Fortunately, he did it and Carlo Giussani, a 35-year radiologist technician at the Cremona hospital, confessed his experience to Tgcom24. "I got sick simultaneously with the patient 1 of Codogno and in those same days in the red zone of the Basso Lodigiano area, Cremona was experiencing a similar situation", he recalls. "I am a survivor, but the reality - he admits - is that it seems to empty the sea with a spoon". And he returns to the days of late January with those too many cases of abnormal pneumonia among young people: "We insiders wondered what was happening".
How are you today, almost a month after that positive buffer?
"I am clearly recovering, still a little weak for the therapies; of course, being in quarantine does not help, but we all are. After 15 days of hospitalization between infectious diseases and pneumatology, I was discharged and I will have to stay at home for another ten days, pending other tests and the last two swabs that must give negative results".
Could being on the other side of the fence for work and finding yourself as a patient have helped you?

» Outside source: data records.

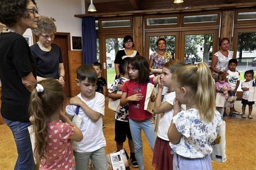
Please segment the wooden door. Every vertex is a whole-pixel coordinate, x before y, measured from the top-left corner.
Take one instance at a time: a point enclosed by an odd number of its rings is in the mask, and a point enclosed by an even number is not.
[[[70,50],[70,34],[66,33],[56,33],[53,43],[57,44],[61,49],[65,70],[65,86],[64,90],[66,96],[71,96],[70,80],[69,75],[68,50]]]

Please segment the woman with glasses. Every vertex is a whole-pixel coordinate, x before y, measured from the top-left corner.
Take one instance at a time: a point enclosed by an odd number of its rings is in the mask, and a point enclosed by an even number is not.
[[[22,35],[28,28],[37,27],[37,14],[34,0],[0,3],[0,22],[6,25],[0,34],[1,114],[15,141],[15,170],[34,170],[35,166],[28,127],[31,125],[28,106],[36,83],[36,63]]]
[[[38,41],[30,47],[37,64],[36,80],[40,81],[54,78],[64,86],[65,71],[61,50],[52,43],[56,29],[54,20],[47,16],[40,16],[37,24],[37,28],[32,29],[32,32],[38,37]]]
[[[136,55],[140,55],[139,52],[132,49],[134,46],[133,43],[132,37],[130,35],[126,35],[124,38],[123,47],[124,49],[119,50],[117,52],[115,59],[115,70],[116,70],[116,79],[120,77],[120,76],[123,74],[123,71],[120,66],[122,60],[125,58],[129,57],[133,57]]]

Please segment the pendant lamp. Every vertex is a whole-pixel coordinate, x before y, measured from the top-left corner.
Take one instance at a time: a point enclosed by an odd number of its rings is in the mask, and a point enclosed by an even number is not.
[[[90,12],[95,12],[96,11],[96,8],[95,8],[95,7],[92,3],[92,0],[91,0],[91,4],[89,6],[88,11]]]

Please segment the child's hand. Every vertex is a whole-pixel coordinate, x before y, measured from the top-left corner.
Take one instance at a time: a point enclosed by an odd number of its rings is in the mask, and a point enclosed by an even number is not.
[[[128,99],[130,101],[136,101],[139,102],[142,99],[143,96],[141,93],[139,94],[135,94],[128,97]]]
[[[117,87],[117,90],[118,90],[122,91],[122,89],[123,88],[123,86],[124,86],[124,84],[118,84],[116,86]]]
[[[77,96],[72,98],[69,101],[69,104],[70,105],[80,106],[81,102],[83,102],[80,98]]]
[[[158,88],[163,88],[164,85],[163,85],[163,80],[161,78],[162,74],[159,75],[157,78],[157,84],[158,85]]]
[[[174,116],[181,111],[181,104],[176,98],[173,100],[173,110]]]

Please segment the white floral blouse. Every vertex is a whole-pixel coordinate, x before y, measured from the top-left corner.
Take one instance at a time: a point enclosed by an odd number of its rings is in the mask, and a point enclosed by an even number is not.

"No, because even the technicians have knowledge related only to their specialty and when they are sick they behave like all the sick, they want to know. Then, I was told even less than I wanted, because for everyone I already had to know the situation. However, at a certain point, I must say, I also thought of dying: staying conscious even on the toughest days of forced ventilation does not help. Because you spend time thinking, reflecting even if you breathe and that breath can be the last".
In Cremona, where the health situation is still dramatic today, he was among the first to fall ill, simultaneously with Codogno's patient 1. Do you know how he could have been infected?

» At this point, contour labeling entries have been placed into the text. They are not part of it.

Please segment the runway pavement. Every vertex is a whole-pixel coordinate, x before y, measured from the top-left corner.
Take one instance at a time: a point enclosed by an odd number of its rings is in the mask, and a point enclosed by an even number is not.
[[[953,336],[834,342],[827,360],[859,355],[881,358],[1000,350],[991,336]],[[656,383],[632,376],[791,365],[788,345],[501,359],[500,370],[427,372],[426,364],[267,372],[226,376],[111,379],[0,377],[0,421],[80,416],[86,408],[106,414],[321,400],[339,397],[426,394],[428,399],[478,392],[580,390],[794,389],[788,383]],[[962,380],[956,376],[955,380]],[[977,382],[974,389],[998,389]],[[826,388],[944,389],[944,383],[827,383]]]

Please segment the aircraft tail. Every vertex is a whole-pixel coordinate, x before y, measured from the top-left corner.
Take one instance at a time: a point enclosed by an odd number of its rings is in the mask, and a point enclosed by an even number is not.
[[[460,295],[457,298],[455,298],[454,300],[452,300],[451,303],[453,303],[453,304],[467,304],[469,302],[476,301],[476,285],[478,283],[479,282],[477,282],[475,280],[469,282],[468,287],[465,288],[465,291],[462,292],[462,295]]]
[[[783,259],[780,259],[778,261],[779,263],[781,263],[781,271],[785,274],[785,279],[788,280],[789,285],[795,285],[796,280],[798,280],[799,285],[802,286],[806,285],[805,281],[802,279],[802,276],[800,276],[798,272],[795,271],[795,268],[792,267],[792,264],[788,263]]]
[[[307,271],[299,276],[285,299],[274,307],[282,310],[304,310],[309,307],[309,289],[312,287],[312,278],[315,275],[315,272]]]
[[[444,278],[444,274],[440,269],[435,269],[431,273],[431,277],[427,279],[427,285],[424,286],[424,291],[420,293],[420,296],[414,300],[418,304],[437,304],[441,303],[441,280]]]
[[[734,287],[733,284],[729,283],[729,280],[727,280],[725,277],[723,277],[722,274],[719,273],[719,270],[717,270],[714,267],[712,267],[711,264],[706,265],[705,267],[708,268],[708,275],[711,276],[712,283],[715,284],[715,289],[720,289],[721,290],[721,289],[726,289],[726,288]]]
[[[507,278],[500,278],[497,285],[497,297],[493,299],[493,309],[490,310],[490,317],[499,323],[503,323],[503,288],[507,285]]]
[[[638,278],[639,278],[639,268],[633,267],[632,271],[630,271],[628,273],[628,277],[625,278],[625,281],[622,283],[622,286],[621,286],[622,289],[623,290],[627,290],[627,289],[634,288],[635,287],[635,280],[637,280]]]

"I couldn't even tell the ASL, nor was it easy for me to trace all my contacts: in Radiology we are an army of 60-70 employees, plus I move to the departments to make plates. I realized that I had flu symptoms and it was strange because I had the vaccine. They subjected me to a tampon because I had been in contact with a pneumatology cancer patient who died with coronavirus. But I do not connect my infection to him; I have never had respiratory problems or suffer from other pathologies. At a certain point, I thought it was my partner who got sick first. I don't really know, also because in my ward, however, I was the only positive in those days and, afterward, the epidemic didn't happen because we were immediately put under control."
Its influence, however, seemed strange. Other signs?
"Already at the end of January, we had noticed atypical pneumonia in young people subjected to slabs. I have been working in radiology for 35 years and we did not remember such a concentration. It was unusual in unsuspected times and the hospital moved in time reorganizing spaces and workforce" .
What weighed most on you?
"In those 15 days of hospitalization, you were immediately on your own and in the 4-5 centers where I felt bad I would have liked to shake the hand of those I love. In pneumatology, then, I had a roommate but we were both with the mask of the forced breathing, so in the end we only said goodbye. I thought a lot, in those days; it is distressing to hear only your own breath, the machines in action ... I keep having information from my colleagues and I am convinced that the virus does not look really anyone in the face. "
What do you wish now?
"That the vaccine is found. At this hour we must think. In my isolation I personally was able to appreciate what I had of life; I started reading books again, listening to the radio. Do not complain about staying at home, enjoy it before you start again, make hamsters. We stay at home to save ourselves: what is happening in Bergamo is also happening in Cremona and can happen anywhere".